The most immediately apparent conclusion that can be drawn from cursory analysis of EUDAT services in the context of the Reference Model is that EUDAT can potentially implement the entire CV Data Curation of an environmental RI; however in practice, one would expect that an RI would retain a certain amount of data locally (particularly raw data that is expensive to transfer off-site), necessitating a more nuanced division of labour between the RI and EUDAT. In particular, EUDAT provides replication services, allowing the co-existence of RI and EUDAT data stores holding the same data, and EUDAT provides metadata (including global persistent identifier) services, allowing EUDAT to provide any catalogue service (probably complementary to catalogue services maintained by an environmental RI itself). The delegation of services will be a product of negotiation between the environmental RI and the EUDAT project (some degree of automation may be possible, but likely sufficient for only smaller projects).

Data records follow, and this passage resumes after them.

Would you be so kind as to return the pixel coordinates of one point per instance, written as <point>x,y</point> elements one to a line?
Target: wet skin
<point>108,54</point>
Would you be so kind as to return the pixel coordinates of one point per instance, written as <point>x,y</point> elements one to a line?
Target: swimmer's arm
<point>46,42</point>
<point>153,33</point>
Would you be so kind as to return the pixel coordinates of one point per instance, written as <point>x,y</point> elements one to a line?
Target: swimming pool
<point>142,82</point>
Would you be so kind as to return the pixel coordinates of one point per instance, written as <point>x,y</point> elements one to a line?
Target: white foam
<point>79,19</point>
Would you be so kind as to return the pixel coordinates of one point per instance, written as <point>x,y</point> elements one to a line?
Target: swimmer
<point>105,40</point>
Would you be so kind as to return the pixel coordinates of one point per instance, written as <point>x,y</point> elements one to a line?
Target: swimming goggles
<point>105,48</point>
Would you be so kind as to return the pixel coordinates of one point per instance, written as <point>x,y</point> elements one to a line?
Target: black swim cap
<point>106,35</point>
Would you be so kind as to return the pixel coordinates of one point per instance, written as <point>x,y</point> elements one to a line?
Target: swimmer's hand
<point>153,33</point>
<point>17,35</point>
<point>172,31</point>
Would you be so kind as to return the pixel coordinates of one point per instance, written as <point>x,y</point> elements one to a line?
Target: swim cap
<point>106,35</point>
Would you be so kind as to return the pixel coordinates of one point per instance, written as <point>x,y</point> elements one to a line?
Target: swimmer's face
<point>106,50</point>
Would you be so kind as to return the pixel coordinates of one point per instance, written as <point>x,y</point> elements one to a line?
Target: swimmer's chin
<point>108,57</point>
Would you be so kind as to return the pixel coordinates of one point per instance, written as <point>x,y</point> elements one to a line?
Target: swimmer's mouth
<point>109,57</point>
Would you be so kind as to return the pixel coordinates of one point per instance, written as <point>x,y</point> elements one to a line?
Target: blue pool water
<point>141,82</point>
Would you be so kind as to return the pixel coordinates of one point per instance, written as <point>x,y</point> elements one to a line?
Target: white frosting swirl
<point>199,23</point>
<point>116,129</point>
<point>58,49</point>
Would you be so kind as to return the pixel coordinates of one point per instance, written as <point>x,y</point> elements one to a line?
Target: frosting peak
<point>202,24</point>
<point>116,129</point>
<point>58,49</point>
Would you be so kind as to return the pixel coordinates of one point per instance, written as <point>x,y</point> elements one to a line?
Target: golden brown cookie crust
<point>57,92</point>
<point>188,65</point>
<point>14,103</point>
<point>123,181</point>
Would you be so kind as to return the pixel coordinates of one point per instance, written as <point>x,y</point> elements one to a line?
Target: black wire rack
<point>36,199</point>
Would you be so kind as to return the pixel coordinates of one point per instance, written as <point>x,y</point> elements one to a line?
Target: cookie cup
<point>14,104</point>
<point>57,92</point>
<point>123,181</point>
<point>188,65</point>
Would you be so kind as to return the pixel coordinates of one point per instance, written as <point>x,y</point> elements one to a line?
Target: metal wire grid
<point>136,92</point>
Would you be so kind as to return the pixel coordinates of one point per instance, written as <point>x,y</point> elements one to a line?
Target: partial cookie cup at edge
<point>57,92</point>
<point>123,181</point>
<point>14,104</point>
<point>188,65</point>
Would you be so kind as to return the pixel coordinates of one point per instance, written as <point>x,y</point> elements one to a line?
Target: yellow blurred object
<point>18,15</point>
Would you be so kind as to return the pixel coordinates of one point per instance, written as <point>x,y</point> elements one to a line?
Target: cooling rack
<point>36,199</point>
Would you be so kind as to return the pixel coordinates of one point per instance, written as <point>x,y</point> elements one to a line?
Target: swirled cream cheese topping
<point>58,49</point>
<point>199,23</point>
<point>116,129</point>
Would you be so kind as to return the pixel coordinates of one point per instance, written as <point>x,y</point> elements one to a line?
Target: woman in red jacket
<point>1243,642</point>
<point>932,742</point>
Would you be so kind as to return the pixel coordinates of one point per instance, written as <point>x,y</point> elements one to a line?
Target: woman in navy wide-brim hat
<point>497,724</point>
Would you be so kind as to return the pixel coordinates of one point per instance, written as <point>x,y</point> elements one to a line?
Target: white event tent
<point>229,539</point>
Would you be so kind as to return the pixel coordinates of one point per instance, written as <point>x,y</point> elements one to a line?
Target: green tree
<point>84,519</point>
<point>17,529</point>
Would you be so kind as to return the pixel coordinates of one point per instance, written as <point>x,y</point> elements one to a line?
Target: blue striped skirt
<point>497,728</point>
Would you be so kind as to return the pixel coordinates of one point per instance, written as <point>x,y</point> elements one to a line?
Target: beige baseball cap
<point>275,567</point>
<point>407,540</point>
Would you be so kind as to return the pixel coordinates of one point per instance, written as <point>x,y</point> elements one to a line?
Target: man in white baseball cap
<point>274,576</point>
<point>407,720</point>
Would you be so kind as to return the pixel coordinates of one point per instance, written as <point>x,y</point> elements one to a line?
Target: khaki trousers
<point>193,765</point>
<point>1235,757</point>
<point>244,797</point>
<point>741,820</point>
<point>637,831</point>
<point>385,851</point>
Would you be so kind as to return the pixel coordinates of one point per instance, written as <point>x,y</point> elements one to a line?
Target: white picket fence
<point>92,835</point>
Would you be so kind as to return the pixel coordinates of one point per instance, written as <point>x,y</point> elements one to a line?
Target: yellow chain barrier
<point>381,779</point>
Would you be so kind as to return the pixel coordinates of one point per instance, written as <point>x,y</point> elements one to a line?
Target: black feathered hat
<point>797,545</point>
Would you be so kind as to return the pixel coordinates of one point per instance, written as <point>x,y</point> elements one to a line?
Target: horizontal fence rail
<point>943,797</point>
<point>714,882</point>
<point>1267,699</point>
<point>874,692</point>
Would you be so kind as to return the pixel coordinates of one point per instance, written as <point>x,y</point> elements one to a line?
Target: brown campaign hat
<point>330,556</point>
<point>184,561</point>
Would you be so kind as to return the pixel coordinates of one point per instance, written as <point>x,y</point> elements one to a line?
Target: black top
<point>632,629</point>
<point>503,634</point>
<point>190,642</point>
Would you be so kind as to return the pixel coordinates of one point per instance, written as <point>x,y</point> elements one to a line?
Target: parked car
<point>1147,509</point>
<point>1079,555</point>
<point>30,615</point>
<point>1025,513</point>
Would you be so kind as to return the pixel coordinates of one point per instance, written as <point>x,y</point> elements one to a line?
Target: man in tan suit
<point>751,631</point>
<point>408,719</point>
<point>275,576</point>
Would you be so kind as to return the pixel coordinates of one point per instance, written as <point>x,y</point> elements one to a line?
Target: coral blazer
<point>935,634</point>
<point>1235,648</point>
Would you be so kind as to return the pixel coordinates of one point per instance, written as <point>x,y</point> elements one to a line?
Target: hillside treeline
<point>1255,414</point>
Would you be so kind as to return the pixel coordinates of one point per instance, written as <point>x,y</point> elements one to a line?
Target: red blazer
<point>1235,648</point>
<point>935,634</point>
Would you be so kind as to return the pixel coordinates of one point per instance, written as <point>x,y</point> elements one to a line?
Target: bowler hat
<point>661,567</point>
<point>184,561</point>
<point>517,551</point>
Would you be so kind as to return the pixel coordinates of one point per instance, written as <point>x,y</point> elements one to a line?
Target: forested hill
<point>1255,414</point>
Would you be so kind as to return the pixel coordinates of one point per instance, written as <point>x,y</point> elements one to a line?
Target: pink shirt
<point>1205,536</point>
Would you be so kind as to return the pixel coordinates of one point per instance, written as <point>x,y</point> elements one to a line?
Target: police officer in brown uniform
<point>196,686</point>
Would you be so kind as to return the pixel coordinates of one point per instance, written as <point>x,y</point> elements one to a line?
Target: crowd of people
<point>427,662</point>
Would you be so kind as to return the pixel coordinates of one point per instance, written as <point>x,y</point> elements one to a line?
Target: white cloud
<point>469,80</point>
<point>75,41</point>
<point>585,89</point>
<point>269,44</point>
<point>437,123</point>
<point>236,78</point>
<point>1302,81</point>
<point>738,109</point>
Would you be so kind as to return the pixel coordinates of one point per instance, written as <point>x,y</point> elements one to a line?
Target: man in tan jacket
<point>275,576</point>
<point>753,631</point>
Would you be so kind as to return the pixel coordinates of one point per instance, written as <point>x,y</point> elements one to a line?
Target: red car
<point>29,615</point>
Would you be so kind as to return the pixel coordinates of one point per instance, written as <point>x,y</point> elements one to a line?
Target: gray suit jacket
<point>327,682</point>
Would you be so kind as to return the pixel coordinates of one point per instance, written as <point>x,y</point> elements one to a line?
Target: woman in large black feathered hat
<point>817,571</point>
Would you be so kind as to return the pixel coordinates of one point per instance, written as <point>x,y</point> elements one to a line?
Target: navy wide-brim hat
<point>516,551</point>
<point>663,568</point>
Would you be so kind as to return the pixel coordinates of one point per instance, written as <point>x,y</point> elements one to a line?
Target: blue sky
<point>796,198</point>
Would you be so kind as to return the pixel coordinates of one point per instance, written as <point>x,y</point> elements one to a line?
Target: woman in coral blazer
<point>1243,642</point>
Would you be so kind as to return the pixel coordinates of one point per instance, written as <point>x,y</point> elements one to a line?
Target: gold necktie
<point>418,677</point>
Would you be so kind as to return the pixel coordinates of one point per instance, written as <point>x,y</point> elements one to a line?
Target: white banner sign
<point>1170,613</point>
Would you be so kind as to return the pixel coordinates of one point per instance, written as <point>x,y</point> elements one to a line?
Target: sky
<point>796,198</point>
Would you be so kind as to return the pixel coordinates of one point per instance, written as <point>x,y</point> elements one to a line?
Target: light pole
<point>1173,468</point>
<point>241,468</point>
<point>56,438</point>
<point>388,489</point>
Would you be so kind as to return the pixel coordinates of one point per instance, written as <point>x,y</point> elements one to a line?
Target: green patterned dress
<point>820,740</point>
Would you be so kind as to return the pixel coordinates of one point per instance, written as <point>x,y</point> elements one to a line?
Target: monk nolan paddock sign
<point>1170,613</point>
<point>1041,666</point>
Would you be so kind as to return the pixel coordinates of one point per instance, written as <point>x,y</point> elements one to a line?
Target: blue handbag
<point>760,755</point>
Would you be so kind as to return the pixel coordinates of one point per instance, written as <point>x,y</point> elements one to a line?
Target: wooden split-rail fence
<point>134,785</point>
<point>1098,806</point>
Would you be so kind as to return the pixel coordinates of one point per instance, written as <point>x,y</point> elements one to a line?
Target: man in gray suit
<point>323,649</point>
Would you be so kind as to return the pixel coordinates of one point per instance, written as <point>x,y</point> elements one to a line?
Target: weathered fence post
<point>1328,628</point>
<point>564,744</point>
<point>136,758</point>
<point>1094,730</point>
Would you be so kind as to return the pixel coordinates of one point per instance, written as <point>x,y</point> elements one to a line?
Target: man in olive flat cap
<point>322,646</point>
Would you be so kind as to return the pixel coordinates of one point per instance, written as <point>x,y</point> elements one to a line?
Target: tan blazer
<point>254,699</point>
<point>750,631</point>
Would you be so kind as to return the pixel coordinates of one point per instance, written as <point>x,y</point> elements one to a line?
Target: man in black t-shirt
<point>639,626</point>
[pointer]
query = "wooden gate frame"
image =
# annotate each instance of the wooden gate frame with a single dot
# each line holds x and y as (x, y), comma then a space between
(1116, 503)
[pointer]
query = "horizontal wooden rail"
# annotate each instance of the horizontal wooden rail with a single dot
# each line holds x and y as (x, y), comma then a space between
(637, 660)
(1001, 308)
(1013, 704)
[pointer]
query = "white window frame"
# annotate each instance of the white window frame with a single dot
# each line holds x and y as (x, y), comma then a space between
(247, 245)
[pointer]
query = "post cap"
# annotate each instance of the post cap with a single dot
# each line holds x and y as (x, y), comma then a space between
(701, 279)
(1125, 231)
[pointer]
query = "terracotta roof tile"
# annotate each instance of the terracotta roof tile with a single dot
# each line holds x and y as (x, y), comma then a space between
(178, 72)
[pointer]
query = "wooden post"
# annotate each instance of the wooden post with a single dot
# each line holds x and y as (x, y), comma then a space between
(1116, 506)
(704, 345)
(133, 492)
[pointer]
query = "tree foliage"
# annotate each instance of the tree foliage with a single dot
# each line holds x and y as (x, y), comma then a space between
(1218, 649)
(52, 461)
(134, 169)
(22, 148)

The principal potential benefit of using the Reference Model in general is the ability to precisely identify components required by an environmental RI and then identify how (if at all) the RI implements those components. In the EUDAT context, EUDAT provides a number of services that implement certain components (primarily in CV Data Curation); it should therefore be possible to identify the equivalent services in a modelled RI and determine whether or not there is a benefit to delegating those services to EUDAT. This decision may be based on cost (particularly related to economies of scale) and development time (in cases where the RI has not yet implemented the service, but may be able to use the EUDAT service instead).